Valluet A, Hmitou I, Davis S, Druillennec S, Larcher M, Laroche S, Eychène A - PLoS ONE (2010)

Bottom Line: It is required for various processes, such as placental development, postnatal nervous system myelination and adult learning and memory.However, behavioural analyses revealed that expression of exon 9b-containing isoforms is required for B-Raf function in hippocampal-dependent learning and memory.Interestingly, our results suggest that exon 8b is present only in eutherians and its splicing is differentially regulated among species.

View Article: PubMed Central - PubMed

Affiliation: Institut Curie, Orsay, France.

ABSTRACT
The B-raf proto-oncogene exerts essential functions during development and adulthood. It is required for various processes, such as placental development, postnatal nervous system myelination and adult learning and memory.

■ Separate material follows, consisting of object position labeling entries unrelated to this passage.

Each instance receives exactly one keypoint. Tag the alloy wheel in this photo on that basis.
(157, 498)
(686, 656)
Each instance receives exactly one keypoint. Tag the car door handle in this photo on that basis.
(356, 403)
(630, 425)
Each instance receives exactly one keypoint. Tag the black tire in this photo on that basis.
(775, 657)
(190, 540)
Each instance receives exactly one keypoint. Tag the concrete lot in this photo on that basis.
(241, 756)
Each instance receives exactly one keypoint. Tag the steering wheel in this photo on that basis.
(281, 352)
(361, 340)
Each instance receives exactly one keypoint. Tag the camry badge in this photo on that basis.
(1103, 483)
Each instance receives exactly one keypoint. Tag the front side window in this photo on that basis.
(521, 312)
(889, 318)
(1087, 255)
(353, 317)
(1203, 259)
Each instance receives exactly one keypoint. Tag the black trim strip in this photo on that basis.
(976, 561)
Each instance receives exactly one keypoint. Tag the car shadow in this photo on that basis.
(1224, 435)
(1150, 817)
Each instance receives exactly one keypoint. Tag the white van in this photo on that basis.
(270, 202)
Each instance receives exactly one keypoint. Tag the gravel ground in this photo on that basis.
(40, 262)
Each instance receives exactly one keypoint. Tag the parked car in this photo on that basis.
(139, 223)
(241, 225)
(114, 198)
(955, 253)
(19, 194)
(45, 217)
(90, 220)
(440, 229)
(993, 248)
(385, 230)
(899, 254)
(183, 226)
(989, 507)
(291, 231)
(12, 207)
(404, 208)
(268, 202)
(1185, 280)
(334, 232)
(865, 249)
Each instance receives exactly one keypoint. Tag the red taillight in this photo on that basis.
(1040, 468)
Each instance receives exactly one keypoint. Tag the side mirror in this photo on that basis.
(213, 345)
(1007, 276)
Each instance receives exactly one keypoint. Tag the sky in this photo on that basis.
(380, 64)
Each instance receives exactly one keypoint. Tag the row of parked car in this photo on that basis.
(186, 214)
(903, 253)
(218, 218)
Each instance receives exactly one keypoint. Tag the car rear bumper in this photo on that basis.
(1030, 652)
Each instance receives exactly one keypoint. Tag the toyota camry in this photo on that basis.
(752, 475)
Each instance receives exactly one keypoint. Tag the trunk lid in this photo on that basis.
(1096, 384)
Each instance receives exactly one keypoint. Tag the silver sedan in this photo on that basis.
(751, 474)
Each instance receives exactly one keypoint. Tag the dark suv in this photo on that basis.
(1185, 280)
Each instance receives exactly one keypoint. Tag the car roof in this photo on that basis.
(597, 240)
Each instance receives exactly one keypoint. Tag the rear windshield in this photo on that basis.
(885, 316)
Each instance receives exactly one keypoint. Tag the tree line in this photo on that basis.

The mouse B-raf gene encodes several isoforms resulting from alternative splicing of exons 8b and 9b located in the hinge region upstream of the kinase domain. These alternative sequences modulate the biochemical and biological properties of B-Raf proteins. To gain insight into the physiological importance of B-raf alternative splicing, we generated two conditional knockout mice of exons 8b and 9b. Homozygous animals with a constitutive deletion of either exon are healthy and fertile, and survive up to 18 months without any visible abnormalities, demonstrating that alternative splicing is not essential for embryonic development and brain myelination. However, behavioural analyses revealed that expression of exon 9b-containing isoforms is required for B-Raf function in hippocampal-dependent learning and memory. In contrast, mice mutated on exon 8b are not impaired in this function. Interestingly, our results suggest that exon 8b is present only in eutherians and its splicing is differentially regulated among species.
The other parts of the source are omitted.